Innovative mechanisms have been demanded to ensure up to $200bn (£130bn) is spent every year from 2035 on protecting global assets from the effects of climate change.
A report by engineering consultants Mott MacDonald said governments alone would be unable to fund the huge number of projects required as weather became more extreme.
Heatwaves, cyclones, droughts and floods will increase in frequency and intensity, wreaking havoc with vital infrastructure and having a knock-on effect on supply chains around the world, it warned.
Climate Change and Business Survival said the global economy could suffer $1trn in annual losses directly related to changing conditions within 20 years.
It said 20% of this figure should be dealt with as residual – to be picked up by businesses, insurance companies and society.

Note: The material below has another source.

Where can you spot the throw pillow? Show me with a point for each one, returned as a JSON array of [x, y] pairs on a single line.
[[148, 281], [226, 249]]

But expenditure of $200bn per year would be needed to create projects that could effectively eliminate the remaining $800bn of potential losses, according to Mott MacDonald.
“Key challenges are the allocation and management of risk and creating connectivity between the resilience planning and investment of multiple players,” said the report.
“New funding mechanisms are needed so governments, international institutions and the private sector can pool resources, and share and manage risk.
“Public and private sectors need to explore many more opportunities to mix funding, with governments acting to prevent loss of common services with perceived low economic value but high social or ecological value.”
The report warned that if solutions could not be found, governments may have to impose climate change resilience taxes.
“Private sector organisations need to step up to the plate, being mindful that if they are not proactive in addressing the resilience funding gap, governments will have no choice but to impose purpose designed resilience levies,” it said.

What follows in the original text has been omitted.